Most of us prefer not to think about what happens after we flush the loo.
But where most see waste, researchers from RMIT University saw an incredible opportunity for sustainability.
They’ve hit a brick wall – literally – showing how treated sewage, or biosolids, can be turned into cheaper and more environmentally friendly construction materials.
Australia produces around 327,000 tonnes of biosolid waste, a lot of it ending up as landfill or contributing to “sewage sludge stockpiles”.
Around 30 per cent of the world’s biosolids are stockpiled or sent to landfill, using up valuable land and potentially emitting greenhouse gases, creating a major environmental challenge.
All of which makes a compelling case for moving that material into more productive uses. That’s where the RMIT team comes in.
The team’s biosolid bricks are impressively strong and can be produced using around half the energy required for a standard brick.

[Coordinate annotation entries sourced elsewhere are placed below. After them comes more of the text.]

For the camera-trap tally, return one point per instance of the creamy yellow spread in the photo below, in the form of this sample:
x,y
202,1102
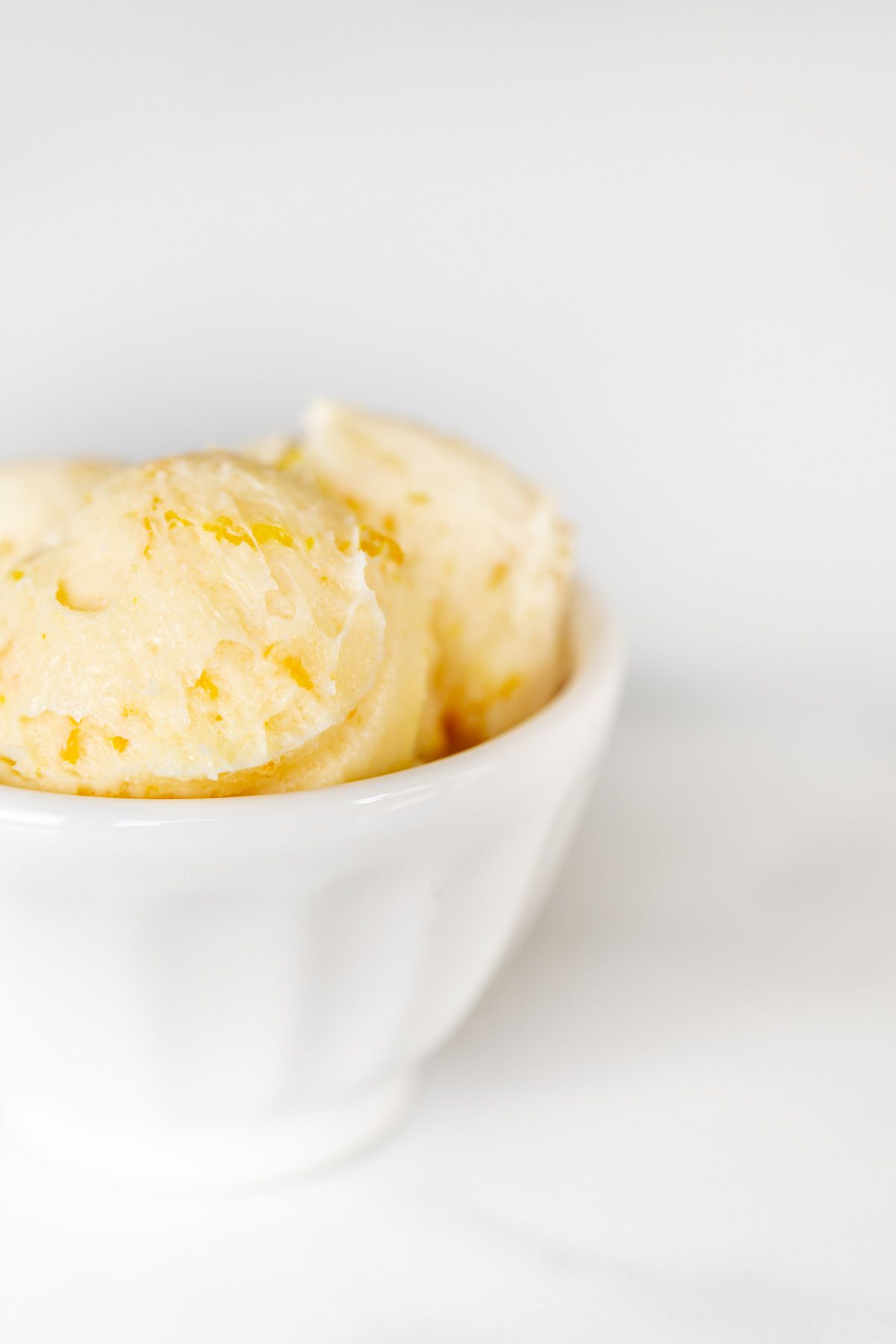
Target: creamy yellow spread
x,y
301,613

They also boast better insulating properties, potentially giving buildings a better environmental performance.
The world consumes three billion cubic metres of clay soil per year, mined to manufacture 1.5 trillion bricks, says RMIT Associate Professor Abbas Mohajerani.
“Using biosolids in bricks could be the solution to these big environmental challenges,” he says.
“It’s a practical and sustainable proposal for recycling the biosolids currently stockpiled or going to landfill around the globe.”